There are quite a lot of ways that aerosols can be generated. And I believe it's accepted that breathing in an aerosol of Ebola is dangerous. So what's really being argued over, here? It's not like anyone absolutely knows what the mode of transmission of every single Ebola case was, and thus can say with absolute certainty that nobody ever got it from an aerosol.
A link to the New York Post story has also been disseminated in a GOP Insider Brief. Perhaps they will post a link to this column in the future, but I doubt it.
Excellent post Tara. I thought the same thing as Adams and others in media continue to confuse the public on Ebola transmission. Great clarification.
Unfortunately dailymail has the original poster also. At a glance it looks like just speaking to somebody could transmit it. If you read it (most monkey's wouldn't) it clarifies with a distance of 3ft. What it didn't do was emphasize size of the droplets.
I pass my condolences to yourself and the entire community. For the rest of your lives you will have to deal with the fallout of Ebola '14 truthers....9/11 truthers were getting too old for that stuff anyway. http://www.dailymail.co.uk/news/article-2815487/CDC-pulls-poster-websit…

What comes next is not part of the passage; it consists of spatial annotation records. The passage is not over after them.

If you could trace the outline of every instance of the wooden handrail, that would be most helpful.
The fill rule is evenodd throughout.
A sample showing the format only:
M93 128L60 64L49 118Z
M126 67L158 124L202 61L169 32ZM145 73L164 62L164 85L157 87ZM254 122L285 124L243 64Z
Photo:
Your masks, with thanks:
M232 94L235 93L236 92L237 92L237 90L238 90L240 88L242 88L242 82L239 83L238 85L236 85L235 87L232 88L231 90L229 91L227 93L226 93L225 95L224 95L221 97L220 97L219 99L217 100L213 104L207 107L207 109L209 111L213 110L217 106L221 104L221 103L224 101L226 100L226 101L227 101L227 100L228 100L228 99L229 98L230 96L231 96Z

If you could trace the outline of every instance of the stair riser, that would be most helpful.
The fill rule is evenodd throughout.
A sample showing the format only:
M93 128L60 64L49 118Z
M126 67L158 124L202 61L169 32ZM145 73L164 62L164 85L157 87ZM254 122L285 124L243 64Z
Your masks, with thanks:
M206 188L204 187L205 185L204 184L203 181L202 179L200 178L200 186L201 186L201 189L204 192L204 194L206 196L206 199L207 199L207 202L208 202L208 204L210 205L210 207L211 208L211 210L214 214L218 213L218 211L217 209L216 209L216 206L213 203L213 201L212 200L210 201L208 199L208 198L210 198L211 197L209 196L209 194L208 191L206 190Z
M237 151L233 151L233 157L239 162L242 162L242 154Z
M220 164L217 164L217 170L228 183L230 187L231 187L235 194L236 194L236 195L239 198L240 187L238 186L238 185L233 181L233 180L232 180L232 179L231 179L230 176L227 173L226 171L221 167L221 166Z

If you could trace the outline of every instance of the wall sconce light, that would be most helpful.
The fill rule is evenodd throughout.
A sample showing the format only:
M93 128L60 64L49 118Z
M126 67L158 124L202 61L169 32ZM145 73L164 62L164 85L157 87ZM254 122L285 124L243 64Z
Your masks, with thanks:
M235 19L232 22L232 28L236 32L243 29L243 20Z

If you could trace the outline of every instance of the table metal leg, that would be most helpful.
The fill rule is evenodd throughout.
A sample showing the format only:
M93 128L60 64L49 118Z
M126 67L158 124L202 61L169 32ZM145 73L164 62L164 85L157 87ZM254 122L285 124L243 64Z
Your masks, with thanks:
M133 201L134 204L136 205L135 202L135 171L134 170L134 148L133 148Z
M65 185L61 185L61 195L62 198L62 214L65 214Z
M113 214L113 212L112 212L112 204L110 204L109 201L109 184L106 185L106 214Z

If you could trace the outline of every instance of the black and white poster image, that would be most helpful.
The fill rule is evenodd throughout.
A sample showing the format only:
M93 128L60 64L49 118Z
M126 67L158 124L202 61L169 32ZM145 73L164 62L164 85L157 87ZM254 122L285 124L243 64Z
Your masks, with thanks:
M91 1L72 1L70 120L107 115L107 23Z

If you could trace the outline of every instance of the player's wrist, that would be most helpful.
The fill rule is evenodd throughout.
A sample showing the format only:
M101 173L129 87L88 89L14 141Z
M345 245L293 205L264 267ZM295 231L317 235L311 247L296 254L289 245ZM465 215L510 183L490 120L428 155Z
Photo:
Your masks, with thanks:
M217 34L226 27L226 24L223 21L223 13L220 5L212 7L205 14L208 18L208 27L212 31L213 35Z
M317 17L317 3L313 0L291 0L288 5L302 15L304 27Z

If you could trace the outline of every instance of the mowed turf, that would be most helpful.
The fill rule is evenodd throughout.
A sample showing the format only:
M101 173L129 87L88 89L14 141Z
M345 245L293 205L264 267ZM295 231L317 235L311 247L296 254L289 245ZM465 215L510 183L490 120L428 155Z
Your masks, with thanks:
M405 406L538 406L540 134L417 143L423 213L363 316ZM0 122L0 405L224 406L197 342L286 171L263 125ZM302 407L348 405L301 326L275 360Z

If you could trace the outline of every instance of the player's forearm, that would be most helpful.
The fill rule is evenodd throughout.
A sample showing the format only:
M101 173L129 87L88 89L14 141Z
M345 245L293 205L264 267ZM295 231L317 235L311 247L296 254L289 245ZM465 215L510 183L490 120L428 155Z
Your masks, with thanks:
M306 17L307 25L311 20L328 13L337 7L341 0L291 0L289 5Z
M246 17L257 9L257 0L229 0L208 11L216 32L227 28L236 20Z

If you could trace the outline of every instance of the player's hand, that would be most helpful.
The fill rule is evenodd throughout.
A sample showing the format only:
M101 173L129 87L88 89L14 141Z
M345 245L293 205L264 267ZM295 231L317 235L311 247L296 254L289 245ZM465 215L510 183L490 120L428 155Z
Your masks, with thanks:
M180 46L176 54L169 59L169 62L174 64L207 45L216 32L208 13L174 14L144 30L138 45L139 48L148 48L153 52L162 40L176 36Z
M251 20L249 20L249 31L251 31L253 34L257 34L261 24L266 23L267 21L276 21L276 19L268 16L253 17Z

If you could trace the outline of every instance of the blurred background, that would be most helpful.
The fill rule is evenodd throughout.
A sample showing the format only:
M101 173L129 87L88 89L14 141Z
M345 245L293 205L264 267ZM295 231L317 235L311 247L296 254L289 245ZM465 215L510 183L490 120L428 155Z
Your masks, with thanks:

I noticed that the kit doesn't have any woo products in it... I'm a bit disappointed! No magic amulets?
I feel like fomite transmission is stretching the boundary of "direct contact." Suppose that it's possible to pick it up by opening a door that a sick person with imperfectly washed hands opened half an hour ago, then eating something or rubbing your eyes like we all do every other minute. When they started looking for that person's "contacts" to warn them of possible exposure, you would say "I didn't even see him on that day, much less get close to him, so I'm not a contact." The saving grace here is that by the time you're shedding enough virus to make that remotely plausible, you're too sick to go to work.
The only data point that I'm aware of is a few days for Marburg in dried blood (Table 5).
The Bausch paper is often cited regarding fomites (http://jid.oxfordjournals.org/content/196/Supplement_2/S142.full) but even in that they were able to find much more virus via PCR than culture (so it was there, but likely dead). And Jane, we're not talking "imperfectly washed hands" here--as the Bausch paper noted, *no* environmental samples were culture-positive, and even the PCR-positive ones were "visibly colored by blood." The CDC is being generous here regarding fomite transmission, IMO.
Frightening.
And since I sell the kind of stuff emergency services and healthcare workers use to protect themselves against Ebola, I can add one more stone around Mr Adam's neck: his kit, apart from being vastly overpriced, would give illusory protection. The Tyvek suits are not appropriate to protect against Ebola in a patient actively producing infected bodily fluid. Carefully left out of the description of the coverall is the last sentence, that says that it is appropriate for "light spills of nonhazardous fluids".
He cannot have not seen it, because the rest of his description is the standard description for the product as written by the manufacturer.
Tara, a wonderful voice of reason in forest of hype, thank you. You do us great service and your patience (in these threads) appears limitless.